Tag Archives: fabric

Who Can Take Tomorrow…Dip It In a Dream…


…separate the sorrow, and collect up all the cream?

The Candy Man can cause he mixes it with love and makes the world taste good.

Welcome to Halloween 2014! A little background for those who are new to these here parts: We’re crazy. That should be enough of an intro. ;) No, really, though, we are. Or at least I am. Every year, we do a family theme for our Halloween costumes. For a little more info on that (and to see a list of what we’ve done), you can go to this post.

If you’ve browsed through my Halloween posts before, you might notice that there wasn’t one last year. And, well, that’s because last’s year’s theme was “Kids, pick something from the dress up closet, because I don’t have time for it this year.” So this year, we had to make up for it and plan ahead. The theme we picked? Willy Wonka! {Side note literary bonus…if you choose costumes from a book, you can read that book together as a family as part of your preparations. Booyah! Who needs school?! Just kidding. I do. I need my kids to go to school.}

So, without further ado, I give you six cast members from “Charlie and the Chocolate Factory.” Or as the 3 year old calls it, “Chocolate and the Charlie Factory.”


I also need to share one of my favorite pictures from the night that I caught while I was adjusting my camera settings. I mean, what was everyone doing? Really, I wish I knew what every single person in this picture was doing at this moment:

And now on to the individual costumes and a quick breakdown.


Let’s start with Mr. Wonka, himself. {Funny side note: Mr. LPMD is a high school teacher and he decided to wear his costume to school on Halloween. He had his pockets full of candy and while he was walking in the halls, if any student said, “Willy Wonka!” he threw a handful of candy at them and kept on walking. One student’s response was “Did that really just happen? That was epic.”} We knew from the start that finding a purple jacket was going to be our biggest hurdle. We looked and looked, but didn’t find one. Eventually I ran across a tan corduroy one and snatched it up. While debating how I should dye it (since it was dry clean only), I had a friend tell me she had painted costumes before and had good results, so I decided to try it out. I used acrylic paint and brushed it on with a paintbrush. It worked…okay. It was hard on the corduroy, because it didn’t always get down in the gaps, so it looked painted, but then when the fabric was moved, you could see the tan color showing up. It was also splotchy where I had to let it dry (so I could move it around to paint it more or so I could stop and take care of my family or whatnot) and then start up again. It also dried VERY stiff. I think if I have to do something like this again, I’ll try the dye and see how it goes.

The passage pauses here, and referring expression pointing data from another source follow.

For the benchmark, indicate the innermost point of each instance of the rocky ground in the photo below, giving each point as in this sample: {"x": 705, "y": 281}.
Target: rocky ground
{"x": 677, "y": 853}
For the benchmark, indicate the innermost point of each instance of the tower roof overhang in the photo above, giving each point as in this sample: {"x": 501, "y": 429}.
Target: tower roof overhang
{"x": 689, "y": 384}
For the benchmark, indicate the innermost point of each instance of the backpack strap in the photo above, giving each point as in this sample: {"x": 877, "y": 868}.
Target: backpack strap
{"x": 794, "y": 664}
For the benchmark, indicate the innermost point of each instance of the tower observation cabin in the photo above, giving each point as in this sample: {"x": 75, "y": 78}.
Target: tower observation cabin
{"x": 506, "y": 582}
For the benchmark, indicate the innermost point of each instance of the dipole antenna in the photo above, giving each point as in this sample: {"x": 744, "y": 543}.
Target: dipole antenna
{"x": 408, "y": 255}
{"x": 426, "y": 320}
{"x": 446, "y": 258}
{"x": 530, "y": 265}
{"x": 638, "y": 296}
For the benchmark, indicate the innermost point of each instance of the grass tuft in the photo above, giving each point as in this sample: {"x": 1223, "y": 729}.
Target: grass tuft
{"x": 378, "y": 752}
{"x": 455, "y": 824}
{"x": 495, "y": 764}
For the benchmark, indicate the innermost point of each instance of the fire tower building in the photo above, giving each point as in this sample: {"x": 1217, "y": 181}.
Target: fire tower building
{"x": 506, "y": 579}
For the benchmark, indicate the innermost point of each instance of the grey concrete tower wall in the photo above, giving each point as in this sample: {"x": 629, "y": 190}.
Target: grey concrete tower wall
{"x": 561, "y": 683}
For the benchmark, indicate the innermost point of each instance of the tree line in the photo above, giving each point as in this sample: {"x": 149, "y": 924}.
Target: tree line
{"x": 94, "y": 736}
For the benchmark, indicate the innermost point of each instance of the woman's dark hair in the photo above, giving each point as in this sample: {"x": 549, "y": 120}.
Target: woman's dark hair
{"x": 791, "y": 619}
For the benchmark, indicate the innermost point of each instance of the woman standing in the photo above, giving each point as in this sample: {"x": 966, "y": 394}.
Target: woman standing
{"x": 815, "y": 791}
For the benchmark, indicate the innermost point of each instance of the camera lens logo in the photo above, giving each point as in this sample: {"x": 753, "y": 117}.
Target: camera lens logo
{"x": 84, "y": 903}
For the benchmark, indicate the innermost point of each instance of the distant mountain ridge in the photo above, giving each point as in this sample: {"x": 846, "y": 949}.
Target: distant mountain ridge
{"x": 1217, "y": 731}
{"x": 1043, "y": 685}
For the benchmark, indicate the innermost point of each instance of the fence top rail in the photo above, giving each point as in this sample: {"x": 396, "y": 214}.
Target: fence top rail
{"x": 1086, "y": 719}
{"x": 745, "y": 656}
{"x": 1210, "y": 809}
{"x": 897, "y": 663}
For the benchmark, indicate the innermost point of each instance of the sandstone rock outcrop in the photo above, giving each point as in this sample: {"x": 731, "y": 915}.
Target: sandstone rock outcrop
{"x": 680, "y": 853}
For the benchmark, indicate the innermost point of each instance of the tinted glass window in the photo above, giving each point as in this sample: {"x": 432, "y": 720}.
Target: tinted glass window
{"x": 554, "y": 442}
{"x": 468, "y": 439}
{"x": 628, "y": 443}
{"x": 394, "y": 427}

His hat was a grey thrift store find and also got the paint treatment and a ribbon added around it. The bow tie came from some fabric in my stash and the vest was an amazingly awesome thrift store find. It started out as a woman’s 10P blouse, but the fabric was just too close of a match to pass up, so we decided to make it work for this 6 foot guy. I ended up just cutting the front panels off and safety pinning them onto his white shirt. Whew! His costume was a lot of work.


Veruca Salt. {This is literally the best picture of me we got. Boo.} This dress was another fortuitous thrift store find. I added the black buttons and the black ribbon waistband and that was it. Yes, I know Veruca’s dress had long sleeves, but this was good enough for me.


This here is Charlie Bucket and his valuable Golden Ticket. Super easy “costume.” Blue turtleneck. Grey corduroy pants. Golden ticket handmade by an 8 year old. We tried to convince him to be Augustus Gloop because people wouldn’t think he was dressed up, but he was bound and determined to be Charlie. Which, really, just made less work for me.

VioletB1 VioletB2

“Violet, you’re turning violet, Violet!” The Princess was Violet Beauregarde, partially on her way to becoming a giant blueberry. With gum. We found the blouse, pants and belt all at thrift stores. I changed the buttons out to look more like the movie and we stuffed her up with pillows. Also, I had no idea she was wearing those boots until I was going through the pictures after I had uploaded them. Se la vie.


Well hello there, adorable Mike Teavee! This kid was so excited for his costume. Especially the toy gun and the cowboy hat. True story, I could not find a yellow button up shirt for this costume. I ended up buying a tan one at {you guessed it} a thrift store and dying it yellow. In fact, the number of things I had to change the color of for all of our costumes was kind of ridiculous. So I bought the shirt, dyed it yellow, and sewed on the fringe. That was a new experience. I’ve never sewed on fringe before, but it went swimmingly. All of the accessories we already had or bought for cheap.

Okay. This next one is just…kind of my favorite. I mean, not my favorite kid because I’m a mom and moms don’t have favorite kids, but his costume. Pretty much the cutest thing I’ve ever seen.

OompaLoompa1 OompaLoompa2

Am I right?! Maybe I’m biased, but that there is one good looking Oompa Loompa {who also self identifies as a “Loompa Doompa”}. This kid is a singing and dancing maniac – anything for an audience. So when he found out he could be a character who sings and dances AND would get to spray his hair green, he was sold.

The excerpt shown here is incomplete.